Snowflake provided the storage layer for Penguin Random House’s new data model, providing three separate layers: a historical archive that contains raw data, the data vault base for integration and standardisation, and finally the presentation layer where the data is extractable for day-to-day workings of the business. Replacing manual coding and maintenance with automated data replication systems means data capture into Snowflake is now fast and scalable.

“We never imagined this architecture could get us here this quickly. We had our centralized data platform built within three months, and when I look back at some of the things we were doing before and how long it took us to do them, it’s just incredible how quick we have grown in data maturity.”

Williams was also keen to stress the value of ‘data literacy’ as central to unlocking the full opportunity which the platform provides, always asking ‘how can people better consume the data?’:

“It’s about helping people ask better questions. As they ask one question and we solve that, they’ll then ask another ten – and before we know it, we’re really, really motoring”.

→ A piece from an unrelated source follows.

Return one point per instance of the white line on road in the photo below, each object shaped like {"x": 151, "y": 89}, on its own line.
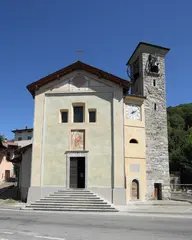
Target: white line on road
{"x": 53, "y": 238}
{"x": 7, "y": 233}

The truth makes for better business

The new enterprise data platform at Penguin Random House, powered by Snowflake, seamlessly scales to meet business needs. While before only sales and finance teams had access to data from BI tools, PRH is now able to automate capturing and processing more data than ever before, freeing the data team to focus on analysis and operationalizing insights gained to benefit the business.

“We think we’ve already saved about 300 hours per year in the creation of a simple sales report based on Amazon data and we think more than 800 users are going to benefit from that. We’ve unlocked new capabilities and calculate preliminary savings of around 5000 hours per year – and we’re still early in the journey.”